In the following, the image segmentation model training device provided in the embodiment of the present application is introduced, and the image segmentation model training device described below and the image segmentation model training method described above may be referred to correspondingly.
Referring to fig. 6, fig. 6 is a schematic structural diagram of an image segmentation model training apparatus according to an embodiment of the present application, including:
a training acquisition module 110, configured to acquire a training image and a corresponding label;
an input module 120, configured to input the training image into an initial model to obtain a segmentation result;
a parameter adjusting module 130, configured to obtain a loss value by using the segmentation result and the label, and perform parameter adjustment on the initial model by using the loss value;
a module determining module 140, configured to determine the initial model after parameter adjustment as an image segmentation model if it is detected that the training completion condition is met;
the initial model comprises a main network and a plurality of branch networks, wherein the main network comprises a plurality of main feature extraction modules which are connected in series; each trunk feature extraction module corresponds to one branch network, each branch network is provided with a plurality of branch feature extraction modules which are connected in series, and each trunk feature extraction module and the corresponding branch network correspond to different feature extraction depths respectively; the number of the branch feature extraction modules in the branch network with large feature extraction depth is not greater than the number of the branch feature extraction modules in the branch network with small feature extraction depth;
the input data of a second target module in a second branch network is composed of second output data of a preamble module of the second target module and first output data of a first target module in the first branch network corresponding to the position of the preamble module, and the feature extraction depth of the second branch network is the feature extraction depth of the first branch network minus one.
Optionally, the input module 120 includes:
a trunk input unit, configured to input the training image into the trunk network, and perform feature extraction on the input trunk input data by using each trunk feature extraction network, respectively, to obtain trunk output data;
the branch input unit is used for respectively inputting each main output data into the corresponding branch network, and respectively utilizing a target branch module in each branch network to perform feature extraction on the input branch input data to obtain branch output data;
the inter-branch transmission unit is used for inputting the branch output data into a subsequent branch module corresponding to the target branch module and an adjacent branch module corresponding to the subsequent branch module in the adjacent branch network;
the branch output unit is used for generating first segmentation data by utilizing tail branch modules in the branch networks respectively;
and the fusion unit is used for carrying out result fusion processing on each first segmentation data to obtain the segmentation result.
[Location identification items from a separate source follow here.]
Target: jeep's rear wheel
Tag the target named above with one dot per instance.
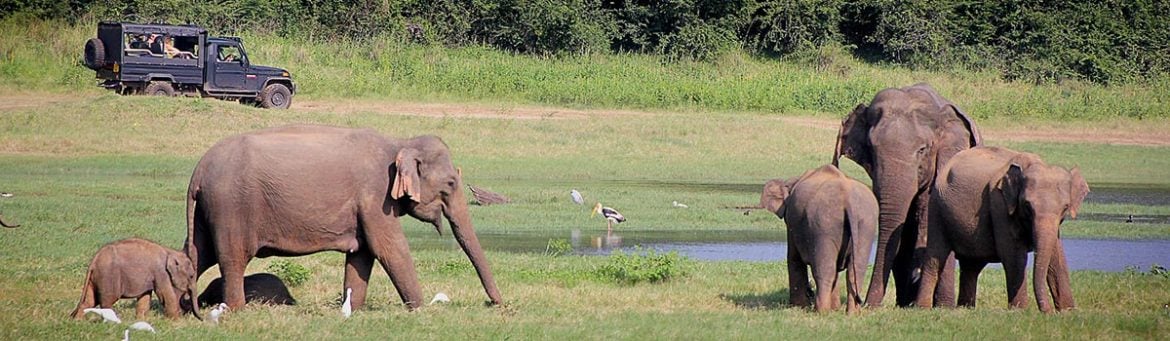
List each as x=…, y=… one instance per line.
x=95, y=54
x=275, y=96
x=159, y=88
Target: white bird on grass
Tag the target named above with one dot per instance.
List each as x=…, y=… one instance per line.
x=142, y=326
x=346, y=306
x=107, y=314
x=611, y=216
x=577, y=197
x=440, y=298
x=217, y=312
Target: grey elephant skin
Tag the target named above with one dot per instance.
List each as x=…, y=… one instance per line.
x=297, y=190
x=831, y=224
x=996, y=205
x=135, y=268
x=901, y=140
x=259, y=287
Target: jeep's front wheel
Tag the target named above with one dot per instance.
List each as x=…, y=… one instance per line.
x=275, y=96
x=159, y=88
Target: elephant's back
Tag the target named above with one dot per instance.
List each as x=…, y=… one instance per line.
x=974, y=169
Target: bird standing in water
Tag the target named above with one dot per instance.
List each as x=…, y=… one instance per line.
x=611, y=216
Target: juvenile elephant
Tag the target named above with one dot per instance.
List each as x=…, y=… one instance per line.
x=257, y=287
x=133, y=268
x=996, y=205
x=297, y=190
x=901, y=138
x=831, y=220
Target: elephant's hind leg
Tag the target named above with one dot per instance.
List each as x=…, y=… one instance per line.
x=358, y=265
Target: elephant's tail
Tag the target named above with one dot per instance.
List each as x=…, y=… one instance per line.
x=190, y=246
x=859, y=254
x=88, y=295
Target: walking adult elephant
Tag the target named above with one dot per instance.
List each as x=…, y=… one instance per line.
x=901, y=138
x=995, y=205
x=303, y=189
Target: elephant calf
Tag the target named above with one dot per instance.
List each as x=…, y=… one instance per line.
x=257, y=287
x=831, y=220
x=996, y=205
x=133, y=268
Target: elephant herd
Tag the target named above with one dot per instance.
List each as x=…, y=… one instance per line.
x=937, y=196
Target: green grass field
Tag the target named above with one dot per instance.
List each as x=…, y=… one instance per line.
x=88, y=166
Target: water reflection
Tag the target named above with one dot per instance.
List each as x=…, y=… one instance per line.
x=764, y=245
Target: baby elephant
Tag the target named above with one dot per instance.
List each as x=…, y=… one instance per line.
x=832, y=220
x=996, y=205
x=133, y=268
x=257, y=287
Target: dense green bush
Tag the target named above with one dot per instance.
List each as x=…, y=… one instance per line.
x=644, y=265
x=1037, y=41
x=291, y=273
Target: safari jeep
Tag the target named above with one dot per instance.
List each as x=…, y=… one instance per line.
x=166, y=60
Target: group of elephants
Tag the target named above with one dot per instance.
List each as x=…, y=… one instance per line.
x=298, y=190
x=938, y=195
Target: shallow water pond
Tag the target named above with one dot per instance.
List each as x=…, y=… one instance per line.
x=766, y=246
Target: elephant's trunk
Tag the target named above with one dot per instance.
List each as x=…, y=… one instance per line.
x=1046, y=238
x=456, y=213
x=894, y=205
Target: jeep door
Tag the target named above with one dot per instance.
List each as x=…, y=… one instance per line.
x=228, y=67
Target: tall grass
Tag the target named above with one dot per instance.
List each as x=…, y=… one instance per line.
x=38, y=54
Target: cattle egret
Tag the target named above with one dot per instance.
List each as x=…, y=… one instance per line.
x=217, y=312
x=346, y=307
x=611, y=216
x=440, y=298
x=577, y=197
x=142, y=326
x=107, y=314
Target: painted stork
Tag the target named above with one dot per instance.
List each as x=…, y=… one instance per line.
x=346, y=307
x=611, y=216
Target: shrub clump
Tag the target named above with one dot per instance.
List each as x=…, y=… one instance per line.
x=291, y=273
x=644, y=265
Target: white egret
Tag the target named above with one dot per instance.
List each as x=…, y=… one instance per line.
x=577, y=197
x=611, y=216
x=346, y=306
x=107, y=314
x=440, y=298
x=142, y=326
x=217, y=312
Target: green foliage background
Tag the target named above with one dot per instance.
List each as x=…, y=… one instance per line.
x=1103, y=41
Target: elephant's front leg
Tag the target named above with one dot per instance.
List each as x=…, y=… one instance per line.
x=387, y=243
x=1059, y=281
x=358, y=265
x=968, y=281
x=142, y=306
x=798, y=279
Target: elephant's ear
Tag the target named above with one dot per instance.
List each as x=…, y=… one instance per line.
x=1078, y=189
x=1010, y=186
x=976, y=138
x=853, y=138
x=406, y=179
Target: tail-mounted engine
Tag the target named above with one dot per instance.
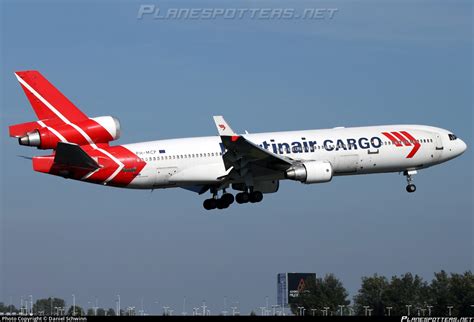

Optionally, a fusion unit comprising:
the size transformation unit is used for performing up-sampling processing or deconvolution processing on first segmentation data with the image size different from that of the training image to obtain second segmentation data;
and the fusion unit is used for carrying out fusion processing on the second segmentation data to obtain the segmentation result.
Optionally, the parameter adjusting module 130 includes:
the calculation unit is used for calculating a cross entropy loss value and a polarization distribution loss value by using the segmentation result and the label;
the weighted summation unit is used for carrying out weighted summation processing on the cross entropy loss value and the polarization distribution loss value to obtain the loss value;
wherein, the computational element includes:
a proportion determining subunit, configured to determine a background pixel proportion and a foreground pixel proportion using the label;
the loss calculation subunit is used for calculating a pixel loss value corresponding to a target pixel with a predicted value in a preset middle interval in the segmentation result by using the background pixel proportion and the foreground pixel proportion;
and the average processing subunit is used for carrying out average calculation on all the pixel loss values to obtain the polarization distribution loss value.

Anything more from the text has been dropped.